Sheol, de Dogado. Editions Delcourt. 14,95 euros.

Inquiétant ! Très inquiétant ! Sheol est un terme d’origine hébraïque intraduisible, désignant le séjour des morts, la tombe commune de l’humanité, sans vraiment pouvoir statuer s’il s’agit ou non d’un au-delà (source Wikipédia). Un monde entre deux, en somme, entre la vie et la mort. Un monde dans lequel errent certains êtres qui refusent de mourir. Voilà pour le décor de ce récit complet signé Dogado. Côté personnage, l’auteur coréen met en scène une jeune amnésique très mal en point qui va faire appel à Esse, un être doté du 3e oeil, le seul capable d’interférer dans ce fameux monde de Sheol… Publié dans la collection Mirages, ce récit de plus de cent pages est surtout remarquable par son graphisme, ses atmosphères, ses cadrages particulièrement travaillés et sombres. De quoi se faire peur avant de dormir ! E.G. 

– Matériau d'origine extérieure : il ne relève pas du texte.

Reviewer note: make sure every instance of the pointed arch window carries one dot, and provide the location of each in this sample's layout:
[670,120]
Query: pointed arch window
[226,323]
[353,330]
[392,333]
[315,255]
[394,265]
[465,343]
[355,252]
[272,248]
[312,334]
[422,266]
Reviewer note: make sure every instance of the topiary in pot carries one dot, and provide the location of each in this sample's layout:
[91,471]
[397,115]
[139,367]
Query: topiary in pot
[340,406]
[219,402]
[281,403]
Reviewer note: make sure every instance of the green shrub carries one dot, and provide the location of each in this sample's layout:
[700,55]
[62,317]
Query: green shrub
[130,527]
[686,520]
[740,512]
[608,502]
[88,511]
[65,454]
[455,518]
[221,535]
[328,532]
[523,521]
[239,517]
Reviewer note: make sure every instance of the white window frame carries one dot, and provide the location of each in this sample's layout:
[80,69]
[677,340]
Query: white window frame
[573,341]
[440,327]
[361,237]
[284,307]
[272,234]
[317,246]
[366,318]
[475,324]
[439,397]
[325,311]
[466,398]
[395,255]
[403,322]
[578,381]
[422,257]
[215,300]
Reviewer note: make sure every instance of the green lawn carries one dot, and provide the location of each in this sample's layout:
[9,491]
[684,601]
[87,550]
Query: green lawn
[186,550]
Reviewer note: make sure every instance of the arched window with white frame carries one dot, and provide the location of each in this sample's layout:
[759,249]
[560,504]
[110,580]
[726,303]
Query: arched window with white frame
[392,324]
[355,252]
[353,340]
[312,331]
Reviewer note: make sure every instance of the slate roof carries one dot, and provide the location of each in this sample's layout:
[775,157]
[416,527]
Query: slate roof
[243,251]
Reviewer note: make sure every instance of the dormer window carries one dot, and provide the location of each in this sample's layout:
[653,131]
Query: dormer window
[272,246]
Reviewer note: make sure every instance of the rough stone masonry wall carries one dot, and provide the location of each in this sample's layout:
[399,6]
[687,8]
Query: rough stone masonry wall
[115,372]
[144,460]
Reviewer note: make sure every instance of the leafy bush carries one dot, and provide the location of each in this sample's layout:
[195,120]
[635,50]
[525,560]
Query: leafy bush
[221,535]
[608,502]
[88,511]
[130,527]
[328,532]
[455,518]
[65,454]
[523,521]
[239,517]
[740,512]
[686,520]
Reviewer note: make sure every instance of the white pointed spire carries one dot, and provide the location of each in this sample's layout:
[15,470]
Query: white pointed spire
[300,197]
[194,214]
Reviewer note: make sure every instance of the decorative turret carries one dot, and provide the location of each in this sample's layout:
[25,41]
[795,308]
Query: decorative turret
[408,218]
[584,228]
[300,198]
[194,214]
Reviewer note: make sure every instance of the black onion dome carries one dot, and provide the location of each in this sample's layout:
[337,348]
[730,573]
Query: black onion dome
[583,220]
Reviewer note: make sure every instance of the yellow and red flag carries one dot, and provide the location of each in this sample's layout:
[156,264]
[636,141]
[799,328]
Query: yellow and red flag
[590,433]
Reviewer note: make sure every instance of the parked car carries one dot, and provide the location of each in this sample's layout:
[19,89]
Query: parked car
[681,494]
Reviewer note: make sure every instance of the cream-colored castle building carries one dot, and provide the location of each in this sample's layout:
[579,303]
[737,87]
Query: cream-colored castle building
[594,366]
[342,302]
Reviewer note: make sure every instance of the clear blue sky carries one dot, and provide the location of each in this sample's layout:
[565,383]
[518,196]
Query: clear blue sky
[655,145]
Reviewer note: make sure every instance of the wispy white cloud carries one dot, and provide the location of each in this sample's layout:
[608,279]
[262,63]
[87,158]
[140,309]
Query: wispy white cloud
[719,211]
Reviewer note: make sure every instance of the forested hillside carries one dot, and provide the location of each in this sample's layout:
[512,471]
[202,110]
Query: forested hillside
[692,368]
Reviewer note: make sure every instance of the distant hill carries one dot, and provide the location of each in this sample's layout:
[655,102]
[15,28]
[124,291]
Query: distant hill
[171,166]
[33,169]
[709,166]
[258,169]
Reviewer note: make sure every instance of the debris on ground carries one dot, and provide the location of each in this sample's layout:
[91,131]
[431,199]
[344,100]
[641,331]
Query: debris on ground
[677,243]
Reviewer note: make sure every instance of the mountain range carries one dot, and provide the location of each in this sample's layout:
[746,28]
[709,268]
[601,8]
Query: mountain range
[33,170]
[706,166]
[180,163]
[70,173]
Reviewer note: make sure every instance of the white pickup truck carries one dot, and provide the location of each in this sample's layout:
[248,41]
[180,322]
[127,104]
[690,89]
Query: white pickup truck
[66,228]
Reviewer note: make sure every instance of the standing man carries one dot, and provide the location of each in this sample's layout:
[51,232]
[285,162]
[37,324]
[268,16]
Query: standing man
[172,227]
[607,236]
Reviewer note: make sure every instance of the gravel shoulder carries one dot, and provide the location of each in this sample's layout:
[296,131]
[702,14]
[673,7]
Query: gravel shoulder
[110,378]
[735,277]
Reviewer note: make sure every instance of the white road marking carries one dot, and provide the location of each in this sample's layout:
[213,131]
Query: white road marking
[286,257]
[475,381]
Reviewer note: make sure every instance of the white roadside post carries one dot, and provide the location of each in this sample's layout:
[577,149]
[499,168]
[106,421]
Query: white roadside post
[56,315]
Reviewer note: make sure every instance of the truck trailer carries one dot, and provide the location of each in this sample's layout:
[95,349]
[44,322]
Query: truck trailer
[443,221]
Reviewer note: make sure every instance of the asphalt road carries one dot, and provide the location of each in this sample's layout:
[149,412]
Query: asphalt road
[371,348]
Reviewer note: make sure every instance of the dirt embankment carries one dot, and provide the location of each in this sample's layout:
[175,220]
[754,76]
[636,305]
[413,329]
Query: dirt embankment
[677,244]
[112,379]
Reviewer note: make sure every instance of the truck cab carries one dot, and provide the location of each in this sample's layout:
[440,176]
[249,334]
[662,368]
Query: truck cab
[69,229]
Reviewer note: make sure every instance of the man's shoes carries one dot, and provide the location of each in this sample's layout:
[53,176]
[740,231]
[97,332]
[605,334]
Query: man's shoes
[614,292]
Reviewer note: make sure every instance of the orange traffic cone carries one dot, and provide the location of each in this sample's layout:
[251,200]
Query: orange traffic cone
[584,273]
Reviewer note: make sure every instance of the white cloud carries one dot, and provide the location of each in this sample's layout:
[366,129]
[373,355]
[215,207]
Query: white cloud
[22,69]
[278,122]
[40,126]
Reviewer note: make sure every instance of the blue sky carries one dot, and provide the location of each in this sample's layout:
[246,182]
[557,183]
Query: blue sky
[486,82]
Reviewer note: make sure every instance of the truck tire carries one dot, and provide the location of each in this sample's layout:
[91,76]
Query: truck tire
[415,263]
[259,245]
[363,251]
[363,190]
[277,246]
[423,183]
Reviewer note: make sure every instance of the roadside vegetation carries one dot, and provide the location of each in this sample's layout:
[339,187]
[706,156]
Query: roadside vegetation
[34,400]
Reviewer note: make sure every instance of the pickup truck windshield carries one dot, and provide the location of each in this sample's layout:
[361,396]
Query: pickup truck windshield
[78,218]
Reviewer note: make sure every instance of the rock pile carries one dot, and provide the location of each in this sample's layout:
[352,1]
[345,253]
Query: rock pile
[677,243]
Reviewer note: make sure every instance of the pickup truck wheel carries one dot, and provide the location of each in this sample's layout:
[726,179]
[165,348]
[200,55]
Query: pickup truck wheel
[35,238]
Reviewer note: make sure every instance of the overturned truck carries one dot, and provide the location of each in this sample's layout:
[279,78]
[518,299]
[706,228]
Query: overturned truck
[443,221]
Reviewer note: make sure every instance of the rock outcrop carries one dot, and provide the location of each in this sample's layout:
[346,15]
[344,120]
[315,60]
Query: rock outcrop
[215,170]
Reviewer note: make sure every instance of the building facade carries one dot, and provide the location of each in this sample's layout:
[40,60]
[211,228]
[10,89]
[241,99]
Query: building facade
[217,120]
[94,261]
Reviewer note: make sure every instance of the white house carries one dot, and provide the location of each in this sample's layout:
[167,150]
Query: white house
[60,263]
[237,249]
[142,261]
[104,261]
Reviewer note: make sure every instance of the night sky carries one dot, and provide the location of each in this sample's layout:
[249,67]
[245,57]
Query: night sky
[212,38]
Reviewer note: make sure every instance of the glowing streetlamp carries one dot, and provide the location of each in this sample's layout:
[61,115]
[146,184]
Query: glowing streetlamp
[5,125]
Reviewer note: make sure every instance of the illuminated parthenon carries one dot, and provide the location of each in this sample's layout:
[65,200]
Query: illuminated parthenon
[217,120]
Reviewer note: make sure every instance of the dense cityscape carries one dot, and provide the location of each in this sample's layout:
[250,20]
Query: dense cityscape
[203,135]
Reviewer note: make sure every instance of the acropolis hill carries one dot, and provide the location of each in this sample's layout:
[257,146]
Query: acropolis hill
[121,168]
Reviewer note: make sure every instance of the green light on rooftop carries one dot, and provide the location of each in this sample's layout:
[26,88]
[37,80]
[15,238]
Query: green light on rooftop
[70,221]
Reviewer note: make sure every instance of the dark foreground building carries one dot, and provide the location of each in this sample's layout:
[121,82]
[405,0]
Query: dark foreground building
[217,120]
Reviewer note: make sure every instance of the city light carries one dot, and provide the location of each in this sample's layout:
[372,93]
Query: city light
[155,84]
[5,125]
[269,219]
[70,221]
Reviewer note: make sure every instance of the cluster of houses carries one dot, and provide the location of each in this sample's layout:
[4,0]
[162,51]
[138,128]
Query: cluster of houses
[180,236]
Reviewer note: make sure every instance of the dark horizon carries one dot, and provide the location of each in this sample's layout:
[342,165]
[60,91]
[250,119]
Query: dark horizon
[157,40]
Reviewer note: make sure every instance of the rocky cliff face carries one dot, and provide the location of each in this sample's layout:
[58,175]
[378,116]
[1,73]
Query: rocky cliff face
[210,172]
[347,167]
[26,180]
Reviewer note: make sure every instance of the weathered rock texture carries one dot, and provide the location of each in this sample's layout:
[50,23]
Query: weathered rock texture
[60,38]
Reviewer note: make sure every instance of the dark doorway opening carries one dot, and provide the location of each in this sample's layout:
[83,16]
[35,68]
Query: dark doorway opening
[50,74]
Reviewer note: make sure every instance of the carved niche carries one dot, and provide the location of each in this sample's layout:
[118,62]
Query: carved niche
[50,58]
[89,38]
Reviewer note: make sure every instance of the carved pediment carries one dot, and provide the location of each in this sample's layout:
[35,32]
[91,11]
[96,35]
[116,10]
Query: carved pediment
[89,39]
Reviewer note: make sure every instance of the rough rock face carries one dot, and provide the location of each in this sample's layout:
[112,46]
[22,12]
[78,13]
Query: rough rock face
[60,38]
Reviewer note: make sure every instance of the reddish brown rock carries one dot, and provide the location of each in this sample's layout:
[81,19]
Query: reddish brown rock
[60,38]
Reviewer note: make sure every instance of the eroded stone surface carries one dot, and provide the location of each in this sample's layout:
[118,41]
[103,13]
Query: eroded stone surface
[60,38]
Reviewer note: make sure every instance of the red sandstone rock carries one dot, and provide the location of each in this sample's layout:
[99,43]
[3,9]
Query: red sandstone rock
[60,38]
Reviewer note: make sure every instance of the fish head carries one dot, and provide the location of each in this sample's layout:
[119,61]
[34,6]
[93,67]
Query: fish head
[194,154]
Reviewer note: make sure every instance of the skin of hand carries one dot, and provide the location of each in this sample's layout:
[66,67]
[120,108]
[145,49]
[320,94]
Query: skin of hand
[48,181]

Vacances, de Nicoby. Editions Drugstore. 15 euros.

Amélie !!! Aucun doute, cette jeune femme avec un enfant furtivement aperçue dans le métro parisien était bien Amélie… Mathieu ne l’a malheureusement pas reconnue à temps et elle a disparu, emportée par la foule. Avec elle, avec Marine, Greg et Franck aussi, ils avaient passé des vacances d’été au bord de la mer. C’était il y a quelques années maintenant. Ils étaient jeunes, ados, libres, insouciants… et avaient pour seules préoccupations de s’amuser, de se baigner, de bronzer et de draguer bien sûr. Souvenirs, souvenirs…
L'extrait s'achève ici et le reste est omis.